Bloomberg: “Treasury Secretary Steven Mnuchin and House Speaker Nancy Pelosi will kick off a first round of negotiations on the next virus relief plan even as Republicans are still hashing out an agreement among themselves. With the pandemic surging across the country and economic data pointing to a stalled recovery, Pelosi and Mnuchin are scheduled to meet Tuesday afternoon, along with Senate Democratic Leader Chuck Schumer and White House Chief of Staff Mark Meadows. Mnuchin and Meadows will meet earlier in the day with Senate Republicans, where the administration may face pushback from GOP lawmakers as they go over their ideas for getting schools reopened and businesses hiring. The White House and Congress have only a few weeks to come up with another stimulus to prevent the economic rout caused by the coronavirus from deepening.”

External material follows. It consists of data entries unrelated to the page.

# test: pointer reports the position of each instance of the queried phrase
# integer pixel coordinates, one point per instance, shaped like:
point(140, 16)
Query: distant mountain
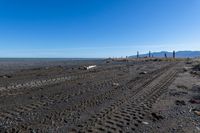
point(179, 54)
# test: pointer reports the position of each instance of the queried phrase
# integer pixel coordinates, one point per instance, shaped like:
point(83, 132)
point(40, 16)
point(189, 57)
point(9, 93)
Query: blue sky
point(97, 28)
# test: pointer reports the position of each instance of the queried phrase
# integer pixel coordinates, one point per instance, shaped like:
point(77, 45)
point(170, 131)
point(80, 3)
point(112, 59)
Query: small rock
point(158, 117)
point(144, 122)
point(197, 112)
point(195, 101)
point(115, 84)
point(180, 102)
point(144, 72)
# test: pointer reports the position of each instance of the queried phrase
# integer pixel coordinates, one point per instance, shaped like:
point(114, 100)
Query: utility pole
point(149, 54)
point(137, 54)
point(165, 55)
point(174, 54)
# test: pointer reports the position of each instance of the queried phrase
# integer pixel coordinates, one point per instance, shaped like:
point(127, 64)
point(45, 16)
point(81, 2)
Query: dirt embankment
point(112, 97)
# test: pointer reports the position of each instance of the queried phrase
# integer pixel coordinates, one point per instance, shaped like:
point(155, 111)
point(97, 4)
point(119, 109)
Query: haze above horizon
point(97, 28)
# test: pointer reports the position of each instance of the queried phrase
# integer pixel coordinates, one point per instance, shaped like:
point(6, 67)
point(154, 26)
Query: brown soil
point(137, 96)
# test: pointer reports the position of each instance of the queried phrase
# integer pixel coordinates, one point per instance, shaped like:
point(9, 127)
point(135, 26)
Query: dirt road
point(110, 98)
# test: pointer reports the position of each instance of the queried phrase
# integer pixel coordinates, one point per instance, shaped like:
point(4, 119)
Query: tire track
point(121, 119)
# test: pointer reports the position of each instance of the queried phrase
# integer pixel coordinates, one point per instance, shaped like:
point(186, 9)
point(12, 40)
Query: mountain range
point(179, 54)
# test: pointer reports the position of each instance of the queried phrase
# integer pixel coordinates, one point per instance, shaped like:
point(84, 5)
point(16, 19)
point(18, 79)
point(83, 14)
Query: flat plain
point(116, 96)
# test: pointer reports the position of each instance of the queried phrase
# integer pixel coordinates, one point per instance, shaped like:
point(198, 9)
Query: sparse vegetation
point(182, 87)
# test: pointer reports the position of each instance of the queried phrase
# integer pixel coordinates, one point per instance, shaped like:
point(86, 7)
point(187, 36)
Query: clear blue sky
point(97, 28)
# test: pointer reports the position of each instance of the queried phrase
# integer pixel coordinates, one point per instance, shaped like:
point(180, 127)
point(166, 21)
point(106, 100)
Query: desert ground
point(117, 96)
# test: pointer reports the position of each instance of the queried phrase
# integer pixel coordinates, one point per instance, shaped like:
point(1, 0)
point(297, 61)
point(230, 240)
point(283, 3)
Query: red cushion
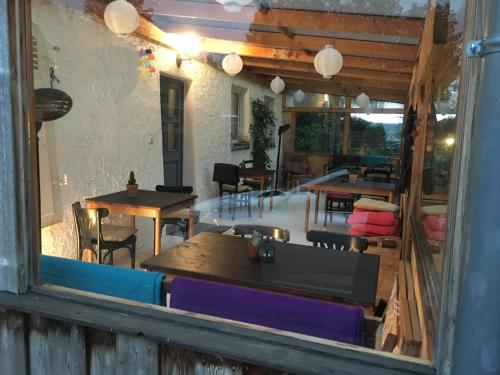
point(339, 195)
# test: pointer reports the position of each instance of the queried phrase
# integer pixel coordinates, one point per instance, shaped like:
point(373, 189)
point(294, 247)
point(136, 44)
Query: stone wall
point(116, 114)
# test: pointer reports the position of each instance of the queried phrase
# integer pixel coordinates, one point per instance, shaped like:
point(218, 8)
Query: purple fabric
point(275, 310)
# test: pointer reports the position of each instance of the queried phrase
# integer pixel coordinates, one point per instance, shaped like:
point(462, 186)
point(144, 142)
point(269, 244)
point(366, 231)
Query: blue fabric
point(276, 310)
point(370, 161)
point(113, 281)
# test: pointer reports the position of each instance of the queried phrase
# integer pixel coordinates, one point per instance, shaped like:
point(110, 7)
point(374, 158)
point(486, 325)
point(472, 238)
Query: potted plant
point(132, 186)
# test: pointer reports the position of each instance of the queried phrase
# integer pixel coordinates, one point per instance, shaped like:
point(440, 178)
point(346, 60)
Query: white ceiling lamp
point(121, 17)
point(328, 61)
point(277, 85)
point(232, 64)
point(233, 6)
point(299, 95)
point(362, 100)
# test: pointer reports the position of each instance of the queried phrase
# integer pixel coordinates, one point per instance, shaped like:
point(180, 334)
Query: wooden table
point(298, 269)
point(260, 174)
point(384, 189)
point(153, 204)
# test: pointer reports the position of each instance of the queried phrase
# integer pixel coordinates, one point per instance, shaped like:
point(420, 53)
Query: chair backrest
point(175, 189)
point(337, 241)
point(226, 174)
point(266, 231)
point(88, 224)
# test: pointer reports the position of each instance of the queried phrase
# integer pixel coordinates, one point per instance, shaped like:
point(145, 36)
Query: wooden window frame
point(20, 251)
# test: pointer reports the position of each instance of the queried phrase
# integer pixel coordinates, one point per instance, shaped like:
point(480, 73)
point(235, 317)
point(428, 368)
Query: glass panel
point(319, 133)
point(173, 106)
point(172, 136)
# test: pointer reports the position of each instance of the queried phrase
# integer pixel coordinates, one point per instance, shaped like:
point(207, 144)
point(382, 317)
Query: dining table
point(314, 272)
point(338, 184)
point(147, 203)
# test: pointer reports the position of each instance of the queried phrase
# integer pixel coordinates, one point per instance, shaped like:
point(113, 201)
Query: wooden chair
point(337, 241)
point(92, 235)
point(178, 220)
point(228, 178)
point(267, 231)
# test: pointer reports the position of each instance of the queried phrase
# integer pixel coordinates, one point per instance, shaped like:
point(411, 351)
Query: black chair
point(228, 178)
point(178, 221)
point(92, 235)
point(267, 231)
point(337, 241)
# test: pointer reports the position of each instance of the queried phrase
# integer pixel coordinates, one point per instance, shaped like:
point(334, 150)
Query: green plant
point(131, 178)
point(262, 132)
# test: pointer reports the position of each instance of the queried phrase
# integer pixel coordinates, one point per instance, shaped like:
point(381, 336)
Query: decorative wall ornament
point(121, 17)
point(362, 100)
point(147, 57)
point(277, 85)
point(299, 95)
point(328, 61)
point(233, 6)
point(232, 64)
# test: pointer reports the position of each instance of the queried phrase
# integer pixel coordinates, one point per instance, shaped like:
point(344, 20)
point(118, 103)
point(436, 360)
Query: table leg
point(191, 223)
point(316, 206)
point(157, 244)
point(308, 207)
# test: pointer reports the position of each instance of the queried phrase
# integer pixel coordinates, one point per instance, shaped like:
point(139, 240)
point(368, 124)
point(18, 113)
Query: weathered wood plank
point(246, 343)
point(12, 343)
point(56, 347)
point(136, 356)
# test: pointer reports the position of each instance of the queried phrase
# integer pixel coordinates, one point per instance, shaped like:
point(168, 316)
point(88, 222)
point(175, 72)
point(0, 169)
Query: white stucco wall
point(115, 112)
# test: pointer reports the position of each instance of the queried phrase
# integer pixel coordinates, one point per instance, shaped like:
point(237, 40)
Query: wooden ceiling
point(379, 52)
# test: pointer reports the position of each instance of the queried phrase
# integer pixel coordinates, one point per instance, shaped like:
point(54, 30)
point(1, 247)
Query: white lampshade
point(299, 95)
point(233, 5)
point(232, 64)
point(328, 62)
point(362, 100)
point(277, 85)
point(121, 17)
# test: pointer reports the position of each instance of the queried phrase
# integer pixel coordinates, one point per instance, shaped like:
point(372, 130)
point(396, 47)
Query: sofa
point(287, 312)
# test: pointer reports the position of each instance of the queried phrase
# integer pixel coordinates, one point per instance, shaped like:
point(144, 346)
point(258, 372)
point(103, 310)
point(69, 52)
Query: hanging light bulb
point(277, 85)
point(328, 61)
point(299, 95)
point(233, 6)
point(232, 64)
point(121, 17)
point(362, 100)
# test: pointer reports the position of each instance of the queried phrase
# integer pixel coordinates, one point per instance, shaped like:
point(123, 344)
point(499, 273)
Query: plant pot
point(132, 190)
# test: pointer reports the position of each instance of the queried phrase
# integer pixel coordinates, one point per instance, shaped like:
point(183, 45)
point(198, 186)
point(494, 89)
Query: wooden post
point(19, 214)
point(347, 126)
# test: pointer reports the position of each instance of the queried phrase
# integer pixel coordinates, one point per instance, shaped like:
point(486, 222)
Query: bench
point(306, 316)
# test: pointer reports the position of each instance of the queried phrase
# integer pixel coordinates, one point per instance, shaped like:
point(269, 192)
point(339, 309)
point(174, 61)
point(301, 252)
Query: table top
point(145, 198)
point(360, 184)
point(298, 269)
point(256, 172)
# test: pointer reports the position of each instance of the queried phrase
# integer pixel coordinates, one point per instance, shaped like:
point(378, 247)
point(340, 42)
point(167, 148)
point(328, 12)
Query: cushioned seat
point(241, 187)
point(116, 233)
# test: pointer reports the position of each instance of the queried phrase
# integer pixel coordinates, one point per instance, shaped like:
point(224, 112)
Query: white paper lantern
point(362, 100)
point(299, 95)
point(233, 5)
point(121, 17)
point(277, 85)
point(232, 64)
point(328, 61)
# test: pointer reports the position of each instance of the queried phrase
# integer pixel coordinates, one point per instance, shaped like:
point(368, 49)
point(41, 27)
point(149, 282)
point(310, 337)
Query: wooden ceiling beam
point(252, 62)
point(348, 47)
point(297, 19)
point(376, 83)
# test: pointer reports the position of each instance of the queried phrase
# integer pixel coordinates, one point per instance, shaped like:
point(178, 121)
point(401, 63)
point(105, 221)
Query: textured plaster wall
point(115, 113)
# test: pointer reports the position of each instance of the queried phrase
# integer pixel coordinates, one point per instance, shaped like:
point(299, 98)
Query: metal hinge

McConnell looks to hold the line – AP: “The package from [Mitch] McConnell … is expected to include at least $70 billion to help schools reopen. It will likely replace an expiring $600 weekly unemployment benefits boost with a smaller amount. The GOP’s proposed cut in unemployment assistance is designed to ensure that jobless people do not receive a greater benefit than if they were working. McConnell said his package will send a fresh round of direct cash payments to Americans below a certain income level, extend small business loans under the Paycheck Protection Program and create a sweeping five-year liability shield against coronavirus lawsuits. But the president’s priorities are splitting his GOP allies in Congress giving momentum to Democrats as talks are underway. The administration criticized the GOP’s push for $25 billion more in virus testing… [President Trump] insisted on a full payroll tax repeal that many Republican senators oppose. The White House also wants to link $70 billion in education funds to mandates that schools reopen.”
Lots of skepticism, little time – WaPo: “In a sign of the hard sell the White House faces, Senate Finance Committee Chairman Charles E. Grassley (R-Iowa) sounded skeptical when asked about the payroll tax cut Monday evening. ‘I think you’d better ask me after [Tuesday] so we can hear from the administration if they’re really serious about it,’ Grassley said. Senate Majority Leader Mitch McConnell (R-Ky.) is giving Congress just three weeks to write the bill before adjourning for summer recess. With multiple issues dividing the two parties and creating rifts between the White House and Senate Republicans, it’s shaping up as a daunting task.”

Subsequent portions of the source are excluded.